For many, cities are viewed as the principal source of our social and
environmental problems such as crime, pollution, poverty and, often,
incidence of disease, but cities have also always been
disproportionately the birthplaces for most of human prosperity,
innovation and culture.



Drawing from insights from research in biology that revealed the
theoretical underpinnings relating the extraordinary similarity in the
structure, organization and dynamics of organisms of vastly different
sizes from cells to ecosystems, the team analyzed a large number of
urban indicators in the USA, China and several European countries,
covering measures of economic productivity, innovation, demographics,
crime, public health, infrastructure and patterns of human behavior.
They discovered that all these quantities follow simple statistical
scaling relations with population, predictable changes from small
cities to the largest megalopolis.

The results are particularly relevant at a time where for the first
time in human history, the majority of people worldwide are now living
in cities. Yet, urbanization and its consequences remain poorly
understood. What is fascinating and surprising about our results is
that they show that the good things about cities - such as their
innovation - and the bad ones - such as crime and the incidence of
certain diseases - seem to increase predictably in the same proportion
as cities become larger. Faster and faster rates of per capita growth
with larger urban populations means the pace of life increases
measurably with city size, as we have all experienced. Cities are
social accelerators.

The researchers showed that city growth driven by wealth creation
increases at a rate that is faster than exponential; the only way to
avoid collapse as a population outstrips the finite resources available
to it is through constant cycles of innovation. These effectively
re-engineer the initial conditions of growth. But the greater the
absolute population, the smaller the relative return on each such
investment - new ideas must come ever faster. Thus, the bigger the
city, the faster life is; but the rate at which life gets faster must
itself accelerate to maintain the city as a growing concern so much so
that to maintain growth, major innovations must now occur on
time-scales that are significantly shorter than a human lifespan.

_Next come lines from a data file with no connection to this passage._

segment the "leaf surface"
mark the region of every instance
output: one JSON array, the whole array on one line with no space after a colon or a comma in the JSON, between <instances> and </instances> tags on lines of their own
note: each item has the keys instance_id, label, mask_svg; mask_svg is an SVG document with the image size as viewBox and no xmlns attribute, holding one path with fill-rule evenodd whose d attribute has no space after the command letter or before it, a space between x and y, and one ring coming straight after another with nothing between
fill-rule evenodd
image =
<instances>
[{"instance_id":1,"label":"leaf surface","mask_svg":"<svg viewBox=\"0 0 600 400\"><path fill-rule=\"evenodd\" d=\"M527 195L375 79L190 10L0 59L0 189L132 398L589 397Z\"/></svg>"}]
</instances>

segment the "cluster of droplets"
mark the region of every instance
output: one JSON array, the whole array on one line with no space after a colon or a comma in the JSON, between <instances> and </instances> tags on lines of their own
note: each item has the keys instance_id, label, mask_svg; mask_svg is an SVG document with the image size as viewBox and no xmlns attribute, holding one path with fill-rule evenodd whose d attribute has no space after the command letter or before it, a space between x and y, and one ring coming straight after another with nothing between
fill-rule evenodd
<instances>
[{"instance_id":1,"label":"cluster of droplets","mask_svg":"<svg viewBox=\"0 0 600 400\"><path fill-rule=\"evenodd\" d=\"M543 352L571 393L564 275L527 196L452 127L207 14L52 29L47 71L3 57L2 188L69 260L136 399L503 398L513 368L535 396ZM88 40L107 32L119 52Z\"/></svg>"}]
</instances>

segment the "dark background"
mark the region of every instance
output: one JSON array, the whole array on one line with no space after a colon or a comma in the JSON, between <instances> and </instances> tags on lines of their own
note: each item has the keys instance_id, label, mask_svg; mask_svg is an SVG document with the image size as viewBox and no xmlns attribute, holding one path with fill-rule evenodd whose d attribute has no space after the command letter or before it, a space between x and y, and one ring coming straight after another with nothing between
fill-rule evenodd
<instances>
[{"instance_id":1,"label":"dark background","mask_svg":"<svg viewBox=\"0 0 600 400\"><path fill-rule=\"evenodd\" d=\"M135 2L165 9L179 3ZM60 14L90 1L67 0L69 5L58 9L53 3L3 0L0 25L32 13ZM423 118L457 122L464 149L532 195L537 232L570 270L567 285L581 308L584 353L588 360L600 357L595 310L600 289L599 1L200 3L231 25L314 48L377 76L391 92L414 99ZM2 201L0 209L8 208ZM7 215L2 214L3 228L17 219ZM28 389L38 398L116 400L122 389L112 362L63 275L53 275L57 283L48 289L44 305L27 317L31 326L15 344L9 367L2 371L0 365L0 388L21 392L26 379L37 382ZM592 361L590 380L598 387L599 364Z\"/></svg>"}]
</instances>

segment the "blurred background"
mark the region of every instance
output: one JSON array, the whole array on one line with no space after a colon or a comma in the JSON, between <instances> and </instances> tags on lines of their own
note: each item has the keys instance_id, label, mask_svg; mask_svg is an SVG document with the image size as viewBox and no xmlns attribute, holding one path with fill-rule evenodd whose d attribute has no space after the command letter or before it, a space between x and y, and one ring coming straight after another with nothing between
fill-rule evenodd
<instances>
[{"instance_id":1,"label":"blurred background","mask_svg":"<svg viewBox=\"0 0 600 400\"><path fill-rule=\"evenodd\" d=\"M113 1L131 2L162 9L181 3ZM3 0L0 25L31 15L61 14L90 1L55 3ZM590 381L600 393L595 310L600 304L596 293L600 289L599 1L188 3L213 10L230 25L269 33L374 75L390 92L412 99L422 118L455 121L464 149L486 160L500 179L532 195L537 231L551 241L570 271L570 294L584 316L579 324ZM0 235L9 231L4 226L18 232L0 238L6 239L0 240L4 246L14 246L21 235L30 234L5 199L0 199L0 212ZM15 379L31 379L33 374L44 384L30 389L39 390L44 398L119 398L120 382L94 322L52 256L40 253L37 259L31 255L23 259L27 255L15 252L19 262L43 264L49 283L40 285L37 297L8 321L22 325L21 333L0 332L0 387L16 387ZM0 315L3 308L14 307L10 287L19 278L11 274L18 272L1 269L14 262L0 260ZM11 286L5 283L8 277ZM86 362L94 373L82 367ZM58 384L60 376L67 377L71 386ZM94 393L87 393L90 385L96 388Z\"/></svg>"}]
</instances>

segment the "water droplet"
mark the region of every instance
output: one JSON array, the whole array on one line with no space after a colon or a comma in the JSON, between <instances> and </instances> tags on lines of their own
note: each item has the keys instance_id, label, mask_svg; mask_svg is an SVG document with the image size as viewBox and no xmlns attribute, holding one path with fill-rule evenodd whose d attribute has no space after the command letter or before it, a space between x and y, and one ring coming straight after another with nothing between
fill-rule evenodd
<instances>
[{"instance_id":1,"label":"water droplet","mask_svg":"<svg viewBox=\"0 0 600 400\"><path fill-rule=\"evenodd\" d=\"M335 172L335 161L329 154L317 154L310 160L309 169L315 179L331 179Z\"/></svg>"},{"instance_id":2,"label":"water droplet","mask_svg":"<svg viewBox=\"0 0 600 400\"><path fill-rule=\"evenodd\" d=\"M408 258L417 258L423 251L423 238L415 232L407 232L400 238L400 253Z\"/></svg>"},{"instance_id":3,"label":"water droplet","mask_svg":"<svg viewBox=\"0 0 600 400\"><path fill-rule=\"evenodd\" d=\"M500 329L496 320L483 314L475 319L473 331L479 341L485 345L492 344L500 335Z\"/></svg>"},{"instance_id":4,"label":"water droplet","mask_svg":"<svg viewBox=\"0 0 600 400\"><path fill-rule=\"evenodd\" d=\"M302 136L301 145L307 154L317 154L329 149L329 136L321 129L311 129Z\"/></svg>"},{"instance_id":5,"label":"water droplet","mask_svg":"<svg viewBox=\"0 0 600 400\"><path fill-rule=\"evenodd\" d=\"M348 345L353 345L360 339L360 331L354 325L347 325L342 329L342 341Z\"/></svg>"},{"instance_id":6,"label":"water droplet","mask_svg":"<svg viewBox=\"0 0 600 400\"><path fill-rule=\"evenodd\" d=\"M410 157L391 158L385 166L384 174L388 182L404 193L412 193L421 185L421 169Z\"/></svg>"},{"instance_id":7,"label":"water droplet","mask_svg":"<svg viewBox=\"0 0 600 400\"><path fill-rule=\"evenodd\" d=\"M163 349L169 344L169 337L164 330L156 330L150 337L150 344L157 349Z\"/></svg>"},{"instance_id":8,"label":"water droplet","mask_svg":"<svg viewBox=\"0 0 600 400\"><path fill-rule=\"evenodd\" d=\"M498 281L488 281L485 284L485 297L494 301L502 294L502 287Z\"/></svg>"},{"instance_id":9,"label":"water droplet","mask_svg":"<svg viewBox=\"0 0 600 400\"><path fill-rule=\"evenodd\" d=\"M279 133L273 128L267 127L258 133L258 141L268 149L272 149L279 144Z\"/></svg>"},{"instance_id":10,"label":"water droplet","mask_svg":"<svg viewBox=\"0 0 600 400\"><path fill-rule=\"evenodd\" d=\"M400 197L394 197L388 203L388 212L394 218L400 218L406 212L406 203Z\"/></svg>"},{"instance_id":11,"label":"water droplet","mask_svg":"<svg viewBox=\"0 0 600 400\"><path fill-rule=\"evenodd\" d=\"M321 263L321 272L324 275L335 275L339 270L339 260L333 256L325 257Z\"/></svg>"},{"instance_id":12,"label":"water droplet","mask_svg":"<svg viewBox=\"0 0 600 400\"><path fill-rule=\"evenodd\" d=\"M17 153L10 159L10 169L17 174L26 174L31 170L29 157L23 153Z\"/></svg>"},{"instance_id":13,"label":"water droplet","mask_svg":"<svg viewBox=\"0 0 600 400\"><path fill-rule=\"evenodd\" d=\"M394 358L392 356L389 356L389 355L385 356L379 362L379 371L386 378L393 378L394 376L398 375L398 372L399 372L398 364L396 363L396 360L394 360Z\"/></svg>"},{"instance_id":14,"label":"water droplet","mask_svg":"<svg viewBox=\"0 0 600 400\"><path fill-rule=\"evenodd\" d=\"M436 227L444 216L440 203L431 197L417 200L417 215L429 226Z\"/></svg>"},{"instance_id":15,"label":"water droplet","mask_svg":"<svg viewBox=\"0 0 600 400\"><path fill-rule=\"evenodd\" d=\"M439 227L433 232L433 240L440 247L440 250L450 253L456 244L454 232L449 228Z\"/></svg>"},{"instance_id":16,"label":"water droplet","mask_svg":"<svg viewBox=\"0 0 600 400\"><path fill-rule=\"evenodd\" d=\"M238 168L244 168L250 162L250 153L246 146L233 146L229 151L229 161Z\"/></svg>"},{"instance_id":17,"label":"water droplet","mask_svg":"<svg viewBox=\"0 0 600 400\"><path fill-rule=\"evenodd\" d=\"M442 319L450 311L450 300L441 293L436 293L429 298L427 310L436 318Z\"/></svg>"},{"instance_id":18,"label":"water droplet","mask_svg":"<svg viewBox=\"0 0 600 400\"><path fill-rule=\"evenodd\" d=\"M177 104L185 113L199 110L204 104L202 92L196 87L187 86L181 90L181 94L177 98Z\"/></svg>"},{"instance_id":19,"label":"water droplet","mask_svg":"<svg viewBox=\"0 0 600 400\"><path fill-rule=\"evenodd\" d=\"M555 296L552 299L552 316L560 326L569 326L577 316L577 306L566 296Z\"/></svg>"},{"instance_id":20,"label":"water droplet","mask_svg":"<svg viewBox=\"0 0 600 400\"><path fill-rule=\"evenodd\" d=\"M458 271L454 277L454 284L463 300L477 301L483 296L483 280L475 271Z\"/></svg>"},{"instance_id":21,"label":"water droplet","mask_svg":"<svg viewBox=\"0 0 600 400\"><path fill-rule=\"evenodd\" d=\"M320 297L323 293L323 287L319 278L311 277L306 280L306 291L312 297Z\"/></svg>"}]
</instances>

"In this crucial sense cities are completely different from biological
organisms, which slow down with size; their relative metabolism, growth
rates, heart rates, and even rates of innovation - their evolutionary
rates - systematically - and predictably - decrease with organismal
size," West said.
West, 65, is a former Stanford University faculty member and led the
particle theory group at Los Alamos National Laboratory. An active
scientist, he is a Senior Fellow at Los Alamos National Laboratory and
was appointed President of the Santa Fe Institute in 2005.